After many years in the spotlight as a Disney star, Selena Gomez was at a crossroads. With four studio albums to her name — three with the manufactured band Selena Gomez & the Scene and one cookie-cutter solo effort — Gomez needed to show she could evolve in the ever changing pop landscape in order to escape irrelevance.
Selena Gomez’s “Revival,” which was released Oct. 9, does this by announcing Gomez’s full-fledged arrival into adulthood with perhaps her most personal and cohesive set to date. Using the road map drawn by Aguilera’s now iconic “Stripped” (2002), Gomez is largely successful in her mission. She artfully articulates her newfound sexuality and maturity while also avoiding the burning-bridges approach of fellow pop star Miley Cyrus on her own highly controversial “Bangerz” (2013).
Gomez seeks to bring her loyal listeners along with her on this path of re-discovery. She sets the album’s tone on the title track by telling them, “I dive into the future / But I’m blinded by the sun / I’m reborn in every moment / So who knows what I’ll become.” With this declaration of diving into the unknown, Gomez begins to reveal more about who she is behind all the glitz and glamour that accompanies her public persona. “Revival” paints her as a real woman who, just like everyone else, experiences the highs and lows brought by love and heartbreak.
“Good For You,” the lead single off “Revival,” however, is just about sex. While the song is a rather tame sexual statement in comparison to, say, Aguilera’s “Dirrty” from the aforementioned “Stripped,” “Good For You” makes for a fascinating choice as the project’s lead single. With a slinky beat and sensual lyrics, it is unlike anything Gomez has done before. The song itself sounds more like something that would have been recorded by FKA Twigs or Lana Del Rey than a former Disney starlet. Yet Gomez owns the song just as she owns her sexuality, and she effervescently glides through the Hit Boy-produced track.
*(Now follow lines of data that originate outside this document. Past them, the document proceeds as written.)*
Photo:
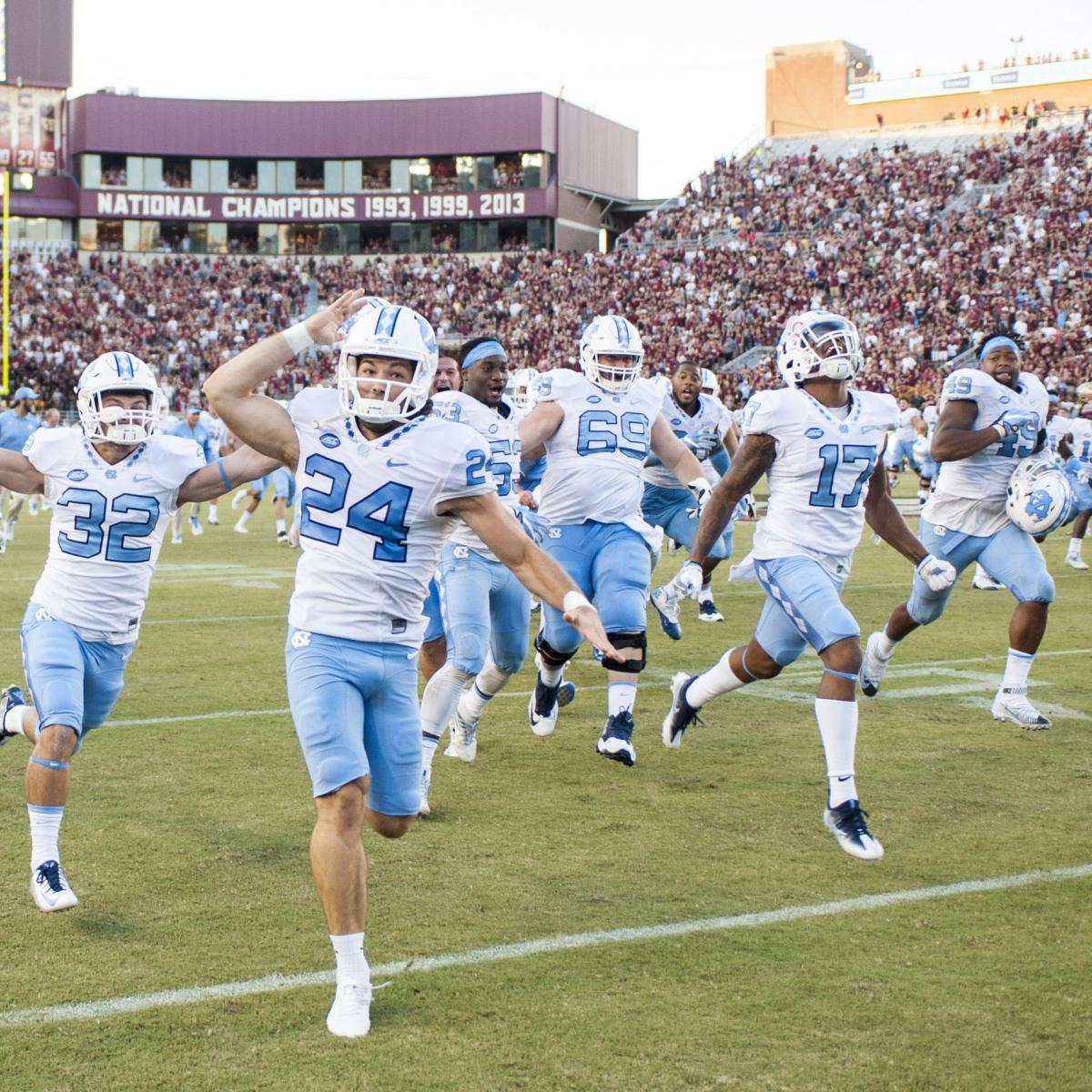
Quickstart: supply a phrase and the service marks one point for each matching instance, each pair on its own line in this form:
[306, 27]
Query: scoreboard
[30, 128]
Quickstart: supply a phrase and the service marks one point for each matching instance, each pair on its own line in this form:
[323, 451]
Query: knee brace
[628, 642]
[551, 656]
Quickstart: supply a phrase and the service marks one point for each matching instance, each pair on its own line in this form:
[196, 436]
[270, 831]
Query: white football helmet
[522, 388]
[387, 331]
[1040, 497]
[818, 344]
[125, 374]
[612, 336]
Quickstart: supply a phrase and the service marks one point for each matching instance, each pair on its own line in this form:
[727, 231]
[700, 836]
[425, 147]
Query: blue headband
[483, 352]
[998, 341]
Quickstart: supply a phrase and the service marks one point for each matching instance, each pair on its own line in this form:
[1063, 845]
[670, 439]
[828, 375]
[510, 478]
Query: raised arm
[19, 474]
[674, 453]
[225, 474]
[538, 571]
[256, 419]
[538, 427]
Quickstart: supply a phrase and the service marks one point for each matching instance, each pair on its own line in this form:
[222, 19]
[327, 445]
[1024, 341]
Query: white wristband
[573, 601]
[298, 338]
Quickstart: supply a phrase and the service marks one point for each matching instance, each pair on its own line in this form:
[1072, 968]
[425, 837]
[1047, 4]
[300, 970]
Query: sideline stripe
[277, 983]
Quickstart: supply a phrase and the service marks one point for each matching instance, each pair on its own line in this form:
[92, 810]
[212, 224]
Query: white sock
[45, 830]
[885, 645]
[719, 680]
[440, 697]
[349, 956]
[14, 720]
[621, 698]
[551, 676]
[489, 682]
[838, 729]
[1016, 667]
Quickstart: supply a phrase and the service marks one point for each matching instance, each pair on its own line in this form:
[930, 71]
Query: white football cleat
[1011, 703]
[846, 823]
[873, 666]
[349, 1016]
[50, 889]
[463, 743]
[426, 782]
[541, 709]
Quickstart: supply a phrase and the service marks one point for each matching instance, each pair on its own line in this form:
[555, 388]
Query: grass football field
[186, 839]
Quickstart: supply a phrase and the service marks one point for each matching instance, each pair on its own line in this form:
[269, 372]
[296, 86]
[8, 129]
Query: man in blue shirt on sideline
[16, 426]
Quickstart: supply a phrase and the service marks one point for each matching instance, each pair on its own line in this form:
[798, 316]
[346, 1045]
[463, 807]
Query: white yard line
[478, 956]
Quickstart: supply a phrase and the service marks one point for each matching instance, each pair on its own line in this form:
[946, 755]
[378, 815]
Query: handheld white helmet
[1040, 497]
[522, 388]
[125, 374]
[399, 333]
[818, 344]
[612, 336]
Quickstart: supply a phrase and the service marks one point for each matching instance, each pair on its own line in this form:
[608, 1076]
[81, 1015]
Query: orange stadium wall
[806, 92]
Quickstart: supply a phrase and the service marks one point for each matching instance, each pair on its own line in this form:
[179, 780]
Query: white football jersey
[702, 432]
[500, 430]
[107, 527]
[594, 460]
[970, 492]
[1081, 430]
[1057, 429]
[820, 472]
[369, 527]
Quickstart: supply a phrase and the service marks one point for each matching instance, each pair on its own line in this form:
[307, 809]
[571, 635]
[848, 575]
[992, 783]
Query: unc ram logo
[1038, 505]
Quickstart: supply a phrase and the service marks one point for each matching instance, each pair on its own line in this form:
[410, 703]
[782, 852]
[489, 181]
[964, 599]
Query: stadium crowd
[902, 241]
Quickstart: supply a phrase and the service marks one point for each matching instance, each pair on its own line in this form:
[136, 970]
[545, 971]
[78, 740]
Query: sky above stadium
[689, 76]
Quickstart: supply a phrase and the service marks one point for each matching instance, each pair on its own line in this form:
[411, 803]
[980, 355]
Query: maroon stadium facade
[480, 174]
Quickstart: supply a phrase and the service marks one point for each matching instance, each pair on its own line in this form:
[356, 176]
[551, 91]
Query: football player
[381, 481]
[191, 429]
[820, 446]
[1079, 469]
[991, 418]
[699, 421]
[596, 430]
[486, 610]
[114, 485]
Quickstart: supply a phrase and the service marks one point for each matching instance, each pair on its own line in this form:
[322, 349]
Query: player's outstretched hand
[937, 573]
[323, 325]
[585, 621]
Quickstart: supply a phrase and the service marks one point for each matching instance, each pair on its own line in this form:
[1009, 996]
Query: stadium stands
[925, 249]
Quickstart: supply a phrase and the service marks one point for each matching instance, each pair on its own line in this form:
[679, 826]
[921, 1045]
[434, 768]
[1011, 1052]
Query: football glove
[937, 573]
[1013, 420]
[702, 494]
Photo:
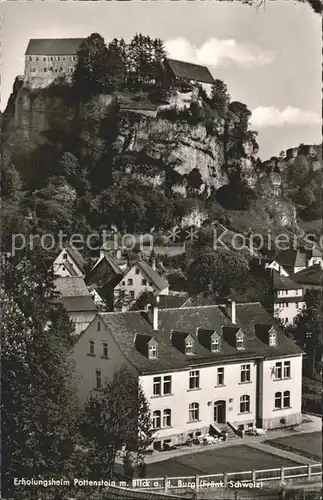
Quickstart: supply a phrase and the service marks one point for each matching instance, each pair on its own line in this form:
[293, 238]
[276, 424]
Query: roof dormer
[240, 340]
[210, 339]
[184, 342]
[146, 345]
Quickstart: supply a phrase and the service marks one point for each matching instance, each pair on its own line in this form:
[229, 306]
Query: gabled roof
[71, 286]
[311, 276]
[165, 301]
[291, 258]
[78, 304]
[284, 282]
[123, 326]
[53, 46]
[189, 71]
[157, 281]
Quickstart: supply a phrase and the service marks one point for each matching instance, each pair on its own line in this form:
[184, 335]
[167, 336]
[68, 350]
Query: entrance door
[219, 412]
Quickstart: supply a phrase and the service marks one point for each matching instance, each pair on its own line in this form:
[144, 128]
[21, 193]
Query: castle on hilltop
[48, 58]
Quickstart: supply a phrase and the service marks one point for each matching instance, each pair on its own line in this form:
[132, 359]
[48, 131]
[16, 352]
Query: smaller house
[289, 298]
[69, 262]
[288, 262]
[138, 279]
[76, 299]
[310, 278]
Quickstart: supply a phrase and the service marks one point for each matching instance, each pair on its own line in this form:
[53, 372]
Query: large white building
[225, 367]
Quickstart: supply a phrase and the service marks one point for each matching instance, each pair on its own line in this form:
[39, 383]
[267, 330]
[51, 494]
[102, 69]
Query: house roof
[112, 261]
[190, 71]
[165, 301]
[53, 46]
[78, 304]
[123, 327]
[311, 276]
[158, 281]
[291, 258]
[284, 282]
[71, 286]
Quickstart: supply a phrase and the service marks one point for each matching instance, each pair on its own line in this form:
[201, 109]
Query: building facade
[47, 59]
[200, 367]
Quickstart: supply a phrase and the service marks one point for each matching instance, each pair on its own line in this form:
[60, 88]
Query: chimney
[155, 313]
[231, 310]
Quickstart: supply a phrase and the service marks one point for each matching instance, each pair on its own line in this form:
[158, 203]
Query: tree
[119, 417]
[308, 328]
[38, 407]
[91, 74]
[216, 272]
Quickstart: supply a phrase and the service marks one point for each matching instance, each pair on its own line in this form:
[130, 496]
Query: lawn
[309, 445]
[230, 459]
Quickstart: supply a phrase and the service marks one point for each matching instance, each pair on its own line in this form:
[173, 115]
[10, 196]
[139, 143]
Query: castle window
[245, 404]
[272, 338]
[167, 417]
[104, 349]
[157, 419]
[193, 412]
[189, 347]
[98, 379]
[286, 399]
[91, 348]
[152, 353]
[194, 379]
[278, 400]
[245, 373]
[240, 341]
[215, 344]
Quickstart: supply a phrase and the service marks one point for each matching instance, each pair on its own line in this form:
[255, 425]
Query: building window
[286, 369]
[156, 419]
[167, 418]
[286, 399]
[240, 342]
[105, 349]
[245, 373]
[278, 400]
[189, 347]
[272, 339]
[194, 379]
[152, 354]
[278, 370]
[157, 386]
[91, 347]
[215, 344]
[245, 404]
[167, 384]
[193, 412]
[220, 376]
[98, 379]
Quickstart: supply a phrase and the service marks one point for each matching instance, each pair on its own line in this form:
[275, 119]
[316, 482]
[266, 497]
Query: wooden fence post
[282, 473]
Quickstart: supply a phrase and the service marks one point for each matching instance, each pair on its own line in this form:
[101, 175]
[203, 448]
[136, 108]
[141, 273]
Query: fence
[198, 483]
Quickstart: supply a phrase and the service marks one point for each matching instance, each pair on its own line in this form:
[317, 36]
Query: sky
[269, 57]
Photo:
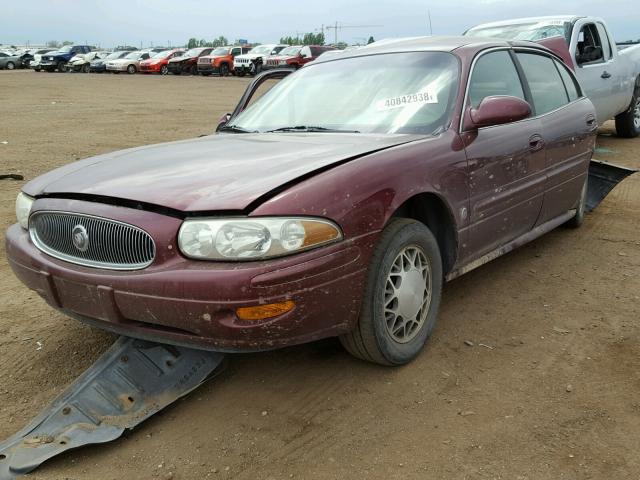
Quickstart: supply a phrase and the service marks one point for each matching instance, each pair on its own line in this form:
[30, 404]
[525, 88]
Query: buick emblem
[80, 238]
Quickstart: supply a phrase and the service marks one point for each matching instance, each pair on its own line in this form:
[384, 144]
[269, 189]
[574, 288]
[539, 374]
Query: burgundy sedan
[336, 204]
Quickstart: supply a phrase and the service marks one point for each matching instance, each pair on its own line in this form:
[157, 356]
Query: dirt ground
[550, 388]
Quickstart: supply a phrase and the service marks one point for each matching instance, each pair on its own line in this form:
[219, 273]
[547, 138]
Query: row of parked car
[233, 59]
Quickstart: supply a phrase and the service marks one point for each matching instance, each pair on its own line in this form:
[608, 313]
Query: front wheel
[401, 298]
[628, 123]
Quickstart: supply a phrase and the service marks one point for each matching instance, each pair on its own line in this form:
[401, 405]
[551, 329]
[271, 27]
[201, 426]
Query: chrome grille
[109, 244]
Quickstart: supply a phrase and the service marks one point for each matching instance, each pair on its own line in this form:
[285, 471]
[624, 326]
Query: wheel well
[431, 210]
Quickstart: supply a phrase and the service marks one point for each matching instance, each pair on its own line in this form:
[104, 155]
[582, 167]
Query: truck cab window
[589, 48]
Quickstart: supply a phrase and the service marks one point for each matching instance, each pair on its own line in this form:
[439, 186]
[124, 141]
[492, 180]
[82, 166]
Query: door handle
[536, 143]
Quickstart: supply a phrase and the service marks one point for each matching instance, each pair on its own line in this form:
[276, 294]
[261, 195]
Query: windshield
[194, 52]
[262, 49]
[532, 31]
[163, 54]
[292, 51]
[358, 94]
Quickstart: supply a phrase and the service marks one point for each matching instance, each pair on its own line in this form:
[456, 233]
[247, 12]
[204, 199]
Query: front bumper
[208, 68]
[187, 302]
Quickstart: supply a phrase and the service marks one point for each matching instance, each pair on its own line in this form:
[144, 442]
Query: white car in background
[82, 62]
[251, 63]
[130, 63]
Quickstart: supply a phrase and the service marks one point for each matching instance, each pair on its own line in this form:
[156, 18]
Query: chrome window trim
[84, 262]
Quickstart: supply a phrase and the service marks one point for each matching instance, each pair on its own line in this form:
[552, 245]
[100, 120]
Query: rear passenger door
[568, 126]
[506, 162]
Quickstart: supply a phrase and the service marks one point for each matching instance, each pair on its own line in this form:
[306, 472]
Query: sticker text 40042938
[404, 100]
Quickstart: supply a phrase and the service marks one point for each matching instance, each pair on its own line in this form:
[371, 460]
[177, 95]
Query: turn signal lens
[262, 312]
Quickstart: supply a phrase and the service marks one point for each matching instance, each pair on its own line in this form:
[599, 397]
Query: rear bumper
[193, 303]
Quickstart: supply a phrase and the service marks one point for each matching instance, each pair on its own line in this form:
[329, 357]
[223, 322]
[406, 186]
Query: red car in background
[158, 62]
[296, 56]
[220, 61]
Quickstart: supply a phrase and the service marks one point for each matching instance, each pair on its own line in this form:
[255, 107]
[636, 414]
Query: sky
[162, 22]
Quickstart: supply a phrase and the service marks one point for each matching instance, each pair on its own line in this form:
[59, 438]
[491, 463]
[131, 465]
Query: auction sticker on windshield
[426, 96]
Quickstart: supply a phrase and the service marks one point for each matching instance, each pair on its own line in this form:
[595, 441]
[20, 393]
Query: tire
[628, 123]
[382, 335]
[578, 219]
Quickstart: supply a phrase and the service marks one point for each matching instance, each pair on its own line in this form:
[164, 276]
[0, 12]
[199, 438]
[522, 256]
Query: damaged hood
[217, 172]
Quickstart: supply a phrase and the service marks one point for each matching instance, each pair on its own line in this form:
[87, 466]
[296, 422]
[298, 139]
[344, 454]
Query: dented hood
[217, 172]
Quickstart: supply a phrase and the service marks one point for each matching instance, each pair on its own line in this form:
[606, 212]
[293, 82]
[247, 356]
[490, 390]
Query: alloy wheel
[407, 294]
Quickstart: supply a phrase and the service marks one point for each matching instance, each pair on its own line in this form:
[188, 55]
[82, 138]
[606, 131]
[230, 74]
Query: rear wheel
[628, 123]
[401, 298]
[578, 219]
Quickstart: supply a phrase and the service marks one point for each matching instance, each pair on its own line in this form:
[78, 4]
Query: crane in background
[336, 27]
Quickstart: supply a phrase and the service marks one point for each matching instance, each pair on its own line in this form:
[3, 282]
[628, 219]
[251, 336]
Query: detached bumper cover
[192, 303]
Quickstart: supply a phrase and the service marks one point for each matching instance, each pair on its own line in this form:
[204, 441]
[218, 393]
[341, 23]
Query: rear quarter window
[548, 91]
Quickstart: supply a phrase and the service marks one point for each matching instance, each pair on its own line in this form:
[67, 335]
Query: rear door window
[569, 83]
[494, 74]
[547, 88]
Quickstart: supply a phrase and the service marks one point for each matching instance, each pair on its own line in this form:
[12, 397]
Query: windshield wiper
[306, 128]
[235, 129]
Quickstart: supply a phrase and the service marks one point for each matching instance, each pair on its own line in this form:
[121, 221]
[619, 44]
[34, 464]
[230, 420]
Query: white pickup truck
[610, 78]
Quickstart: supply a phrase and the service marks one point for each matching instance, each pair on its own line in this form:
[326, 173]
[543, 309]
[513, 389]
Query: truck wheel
[578, 220]
[401, 297]
[628, 123]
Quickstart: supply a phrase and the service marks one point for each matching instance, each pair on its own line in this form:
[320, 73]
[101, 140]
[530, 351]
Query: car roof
[516, 21]
[428, 44]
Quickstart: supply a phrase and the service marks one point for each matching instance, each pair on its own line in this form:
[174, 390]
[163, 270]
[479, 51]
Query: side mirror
[496, 110]
[223, 121]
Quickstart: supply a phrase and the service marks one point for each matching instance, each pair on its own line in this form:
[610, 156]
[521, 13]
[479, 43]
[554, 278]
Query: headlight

Speaking of collaborators, Gomez wisely sought the aid of other famous hitmakers, including Norwegian duo Stargate and Swedish producer Max Martin, in order to create a more expansive and varied sound on “Revival.” Even though Gomez worked with Stargate on the wildly catchy “Come & Get It” (2013) from her last album, her two new songs with the duo stand out as some of the album’s most personal tracks. The first of these, “Same Old Love,” is a bubblegum pop tune co-written by the spunky Charli XCX of “Boom Clap” (2014) fame that references Gomez’s clear frustration with a boy who is clearly no good for her (here’s looking at you, Bieber). Even more devastating is the second Stargate-produced track, “Sober,” which is a catchy yet extremely depressing song about a boy whose love for the singer is not the same when he is sober. In other words, it is emo pop at its finest.
The highlight of album comes with the Max Martin-penned “Hands To Myself.” He is the man responsible for launching Spears’ career and Taylor Swift’s pop reinvention, and here Martin works his magic once more. The song itself is one of the album’s most subdued moments, but the magic lies in the numerous hooks scattered throughout the song ensuring all it takes is one listen to sing along. The track’s most brilliant moment comes at the tail end, as Gomez goes from whispering to shouting “Can’t keep my hands to myself / I mean I could, but why would I want to?” in one breath.
“Revival” declines slightly in its second half, as the consistent midtempo nature on the songs makes them blur together. While nothing comes off as particularly bad, nothing is particularly great, which is a letdown after the album’s impressive opening tracks. Prime examples of this are “Me & the Rhythm” and “Survivors,” which are relatively cute but unexciting numbers.
Despite these missteps, “Revival” is an effective introduction to Selena Gomez the woman, and she emerges at the end of the album’s eleven tracks as a legitimate pop diva. While the album is a solid effort that will allow her to maintain her place in the upper echelon of pop, perhaps now Gomez can do what other successful crossover teen stars have failed to do: create her magnum opus. Clearly, Gomez is a star. But can she be an artist?